High-Level Architecture (Multi-Tenant)

flowchart TB
  subgraph Git[Tenant Git Servers & GitHub Actions]
    GH[GitHub Actions per-tenant workflows]
    GS[Internal Git servers GHES/GitLab/Gitea]
  end

  GH -->|Webhook / API| AE[Argo Events Gateway per-tenant or shared]
  GS -->|Webhook / Polling| AE

  subgraph ARGO[Cluster: Argo Control Plane namespace: argo]
    AE --> SENS[Argo Sensors]
    SENS -->|submit| WFCTRL[Argo Workflows Controller]
    UI[Argo Server SSO + RBAC]
  end

  subgraph TENANT_A[Namespace: wf-teamA]
    WFT_A[WorkflowTemplate: nextflow-runner]
    SA_A[(ServiceAccount: nextflow-launcher)]
    CFG_A[ConfigMap: nextflow.config k8s profile]
    SEC_A[(Secret: S3 creds / WI)]
    NF_A[Nextflow Executor Pods]
  end

  subgraph TENANT_B[Namespace: wf-teamB]
    WFT_B[WorkflowTemplate: nextflow-runner]
    SA_B[(ServiceAccount: nextflow-launcher)]
    CFG_B[ConfigMap: nextflow.config]
    SEC_B[(Secret: S3 creds / WI)]
    NF_B[Nextflow Executor Pods]
  end

  WFCTRL -->|launch| WFT_A
  WFCTRL -->|launch| WFT_B
  WFT_A --> NF_A
  WFT_B --> NF_B

  subgraph S3[Amazon S3 Multi-tenant buckets/prefixes]
    CACHE[Nextflow workDir cache]
    ART[Reports & results: report.html, timeline.html, trace.txt]
  end

  NF_A -->|read/write| S3
  NF_B -->|read/write| S3
  UI -->|view| WFCTRL
Loading

Key multi-tenant controls

  • One namespace per team: wf-<team>, each with own SA/RBAC/Quotas/NetworkPolicies.
  • Argo Server SSO + RBAC: users only see their namespace.
  • S3 buckets or strict prefixes per tenant + lifecycle rules.
  • GitHub Actions can trigger Argo (webhook → Argo Events) or call Argo API directly with a short-lived token.

Milestones

M1 — Control Plane & Guardrails

  • Install Argo Workflows + Argo Events into argo.
  • Configure Argo Server SSO (OIDC) and Argo RBAC (map IdP groups → namespaces).
  • Baseline Pod Security and default deny NetworkPolicy cluster-wide.
  • Prepare S3: per-tenant bucket (or prefix), IAM policies, lifecycle (cache expiry).

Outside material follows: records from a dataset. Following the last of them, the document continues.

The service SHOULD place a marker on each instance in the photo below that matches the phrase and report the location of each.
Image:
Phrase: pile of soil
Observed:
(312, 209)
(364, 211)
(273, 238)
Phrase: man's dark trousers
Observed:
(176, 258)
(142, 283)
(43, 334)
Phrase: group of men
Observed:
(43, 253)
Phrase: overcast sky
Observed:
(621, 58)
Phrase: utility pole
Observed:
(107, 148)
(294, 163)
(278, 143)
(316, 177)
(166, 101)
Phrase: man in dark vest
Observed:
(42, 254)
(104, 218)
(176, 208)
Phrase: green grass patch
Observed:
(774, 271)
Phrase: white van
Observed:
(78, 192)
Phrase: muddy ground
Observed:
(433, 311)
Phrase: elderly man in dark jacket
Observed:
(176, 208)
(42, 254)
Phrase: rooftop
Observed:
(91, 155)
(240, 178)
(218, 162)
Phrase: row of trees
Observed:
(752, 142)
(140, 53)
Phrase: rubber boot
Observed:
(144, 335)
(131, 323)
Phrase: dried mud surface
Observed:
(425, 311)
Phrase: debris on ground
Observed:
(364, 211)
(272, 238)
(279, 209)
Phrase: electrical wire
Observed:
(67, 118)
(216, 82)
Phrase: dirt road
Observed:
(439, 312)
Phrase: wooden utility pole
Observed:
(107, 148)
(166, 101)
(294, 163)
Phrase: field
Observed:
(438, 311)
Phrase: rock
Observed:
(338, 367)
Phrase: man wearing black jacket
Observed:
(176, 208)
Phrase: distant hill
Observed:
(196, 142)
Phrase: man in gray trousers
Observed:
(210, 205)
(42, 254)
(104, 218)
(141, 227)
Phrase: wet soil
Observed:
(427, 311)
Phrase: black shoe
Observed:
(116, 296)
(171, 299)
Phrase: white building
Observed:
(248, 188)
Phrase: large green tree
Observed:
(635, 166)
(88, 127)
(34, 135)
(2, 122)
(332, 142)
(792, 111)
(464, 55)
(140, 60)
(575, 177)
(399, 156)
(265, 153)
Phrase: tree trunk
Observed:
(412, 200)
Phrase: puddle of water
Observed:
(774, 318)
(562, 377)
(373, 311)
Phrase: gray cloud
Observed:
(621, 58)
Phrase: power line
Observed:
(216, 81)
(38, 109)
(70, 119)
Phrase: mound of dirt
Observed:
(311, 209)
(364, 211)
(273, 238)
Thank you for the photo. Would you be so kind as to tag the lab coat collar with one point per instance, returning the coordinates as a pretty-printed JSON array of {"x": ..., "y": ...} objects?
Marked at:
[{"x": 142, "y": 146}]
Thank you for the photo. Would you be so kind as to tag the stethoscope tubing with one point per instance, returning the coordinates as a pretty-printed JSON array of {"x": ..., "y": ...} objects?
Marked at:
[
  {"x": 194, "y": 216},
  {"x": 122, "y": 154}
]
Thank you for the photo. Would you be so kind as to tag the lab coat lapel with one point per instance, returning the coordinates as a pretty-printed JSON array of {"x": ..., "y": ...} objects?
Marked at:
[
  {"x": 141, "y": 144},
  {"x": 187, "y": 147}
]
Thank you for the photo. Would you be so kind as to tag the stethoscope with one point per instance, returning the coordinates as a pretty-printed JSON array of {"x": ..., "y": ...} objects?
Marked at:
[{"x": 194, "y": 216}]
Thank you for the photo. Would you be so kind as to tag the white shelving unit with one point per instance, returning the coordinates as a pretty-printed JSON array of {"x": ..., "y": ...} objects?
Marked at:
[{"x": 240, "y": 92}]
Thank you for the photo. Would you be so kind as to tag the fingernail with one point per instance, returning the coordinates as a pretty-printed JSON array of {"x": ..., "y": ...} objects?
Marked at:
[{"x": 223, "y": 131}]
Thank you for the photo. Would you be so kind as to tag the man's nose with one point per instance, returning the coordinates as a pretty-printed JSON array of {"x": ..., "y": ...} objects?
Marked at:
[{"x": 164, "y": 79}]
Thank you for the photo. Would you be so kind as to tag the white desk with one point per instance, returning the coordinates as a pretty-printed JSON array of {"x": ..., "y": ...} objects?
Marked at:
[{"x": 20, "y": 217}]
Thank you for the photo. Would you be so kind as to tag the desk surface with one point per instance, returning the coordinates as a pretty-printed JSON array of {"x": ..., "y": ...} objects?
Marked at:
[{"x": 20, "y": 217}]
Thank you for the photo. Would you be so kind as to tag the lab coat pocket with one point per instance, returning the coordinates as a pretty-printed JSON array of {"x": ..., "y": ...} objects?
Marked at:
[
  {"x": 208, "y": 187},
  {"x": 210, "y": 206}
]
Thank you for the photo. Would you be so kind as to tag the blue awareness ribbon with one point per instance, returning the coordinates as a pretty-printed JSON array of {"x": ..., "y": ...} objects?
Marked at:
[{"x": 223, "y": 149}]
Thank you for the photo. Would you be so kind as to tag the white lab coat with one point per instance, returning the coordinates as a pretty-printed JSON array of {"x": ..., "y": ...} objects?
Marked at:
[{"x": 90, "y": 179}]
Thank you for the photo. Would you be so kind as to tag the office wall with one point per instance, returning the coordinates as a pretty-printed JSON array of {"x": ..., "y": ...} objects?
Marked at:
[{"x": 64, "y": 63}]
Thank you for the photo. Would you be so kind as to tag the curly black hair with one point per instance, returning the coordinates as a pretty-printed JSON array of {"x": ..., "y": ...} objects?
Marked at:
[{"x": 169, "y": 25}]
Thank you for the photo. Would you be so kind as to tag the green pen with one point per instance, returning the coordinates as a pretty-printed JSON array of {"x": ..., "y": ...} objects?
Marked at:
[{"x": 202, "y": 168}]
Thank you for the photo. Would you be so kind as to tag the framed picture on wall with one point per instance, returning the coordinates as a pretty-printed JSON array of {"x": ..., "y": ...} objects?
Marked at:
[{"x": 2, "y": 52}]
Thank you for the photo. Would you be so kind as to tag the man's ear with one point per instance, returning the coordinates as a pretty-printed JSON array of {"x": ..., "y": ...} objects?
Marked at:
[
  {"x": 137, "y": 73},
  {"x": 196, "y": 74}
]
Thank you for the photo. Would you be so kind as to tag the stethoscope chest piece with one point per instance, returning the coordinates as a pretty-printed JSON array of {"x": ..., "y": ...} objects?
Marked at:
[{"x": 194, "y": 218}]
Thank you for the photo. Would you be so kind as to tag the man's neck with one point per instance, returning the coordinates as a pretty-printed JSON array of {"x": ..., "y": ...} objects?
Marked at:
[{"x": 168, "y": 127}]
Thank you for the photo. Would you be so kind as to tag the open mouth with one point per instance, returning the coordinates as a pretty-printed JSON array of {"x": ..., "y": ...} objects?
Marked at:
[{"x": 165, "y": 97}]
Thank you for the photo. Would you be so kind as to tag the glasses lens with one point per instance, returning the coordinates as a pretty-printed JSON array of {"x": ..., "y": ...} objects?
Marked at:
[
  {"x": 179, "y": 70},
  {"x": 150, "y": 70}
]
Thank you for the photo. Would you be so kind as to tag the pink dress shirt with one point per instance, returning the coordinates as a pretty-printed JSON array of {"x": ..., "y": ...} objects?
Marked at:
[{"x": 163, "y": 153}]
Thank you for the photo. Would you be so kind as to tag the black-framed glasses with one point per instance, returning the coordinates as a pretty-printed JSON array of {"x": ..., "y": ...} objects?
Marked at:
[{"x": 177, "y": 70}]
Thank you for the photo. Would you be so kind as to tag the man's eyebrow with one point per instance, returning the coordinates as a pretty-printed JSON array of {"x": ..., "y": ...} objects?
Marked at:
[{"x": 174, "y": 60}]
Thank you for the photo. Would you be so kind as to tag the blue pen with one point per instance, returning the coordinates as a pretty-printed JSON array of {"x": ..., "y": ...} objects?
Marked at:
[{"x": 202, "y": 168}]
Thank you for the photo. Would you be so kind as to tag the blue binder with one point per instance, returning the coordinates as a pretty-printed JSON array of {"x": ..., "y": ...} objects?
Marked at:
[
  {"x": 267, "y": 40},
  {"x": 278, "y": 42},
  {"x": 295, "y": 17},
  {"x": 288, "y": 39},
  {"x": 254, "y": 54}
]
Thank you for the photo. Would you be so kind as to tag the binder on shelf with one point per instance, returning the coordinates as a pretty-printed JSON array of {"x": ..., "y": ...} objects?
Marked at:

M2 — Tenant Blueprint (repeatable)

Create per tenant:

  • Namespace wf-<team>.
  • ServiceAccount nextflow-launcher + namespace-scoped Role/RoleBinding (pods/jobs + argo resources).
  • ResourceQuota/LimitRange, NetworkPolicies (egress only to Git, registry, S3, DNS).
  • ConfigMap nextflow-config (k8s profile).
  • Secret for S3 (or workload identity).

RBAC (namespace-scoped)

apiVersion: v1
kind: ServiceAccount
metadata:
  name: nextflow-launcher
  namespace: wf-teamA
---
apiVersion: rbac.authorization.k8s.io/v1
kind: Role
metadata:
  name: nextflow-executor
  namespace: wf-teamA
rules:
  - apiGroups: ["", "batch"]
    resources: ["pods","pods/log","pods/status","jobs"]
    verbs: ["create","get","list","watch","delete","patch"]
  - apiGroups: ["argoproj.io"]
    resources: ["workflows","workflowtemplates","cronworkflows"]
    verbs: ["create","get","list","watch","delete","patch"]
---
apiVersion: rbac.authorization.k8s.io/v1
kind: RoleBinding
metadata:
  name: nextflow-executor-binding
  namespace: wf-teamA
roleRef:
  apiGroup: rbac.authorization.k8s.io
  kind: Role
  name: nextflow-executor
subjects:
  - kind: ServiceAccount
    name: nextflow-launcher
    namespace: wf-teamA

Nextflow k8s profile (uses S3)

apiVersion: v1
kind: ConfigMap
metadata:
  name: nextflow-config
  namespace: wf-teamA
data:
  nextflow.config: |
    profiles {
      k8s {
        process.executor = 'k8s'
        workDir = System.getenv('NF_WORKDIR') ?: 's3://teamA-nf-workdir'
        k8s {
          namespace = 'wf-teamA'
          serviceAccount = 'nextflow-launcher'
          pod = [
            imagePullPolicy: 'IfNotPresent',
            resources: [ limits: [ cpu: '4', memory: '8Gi' ], requests: [ cpu: '1', memory: '2Gi' ] ]
          ]
        }
        aws.client.bucketRegion = System.getenv('AWS_REGION') ?: 'us-west-2'
        // For S3-compatible endpoints, also set aws.client.endpoint & pathStyleAccess
      }
    }

M3 — Artifact Surfacing (Argo ↔ S3)

  • Configure ArtifactRepositoryRef so Argo links HTML reports while Nextflow uses S3 as workDir.
  • Option A: one global default in argo namespace (simple).
  • Option B: per-tenant artifact repo (strict separation).
apiVersion: v1
kind: ConfigMap
metadata:
  name: artifact-repositories
  namespace: argo
data:
  default-v1: |
    s3:
      bucket: teamA-argo-artifacts
      endpoint: s3.amazonaws.com
      region: us-west-2
      accessKeySecret: { name: teamA-s3, key: accessKey }
      secretKeySecret: { name: teamA-s3, key: secretKey }
    archiveLogs: true

M4 — WorkflowTemplate (Nextflow runner, reusable)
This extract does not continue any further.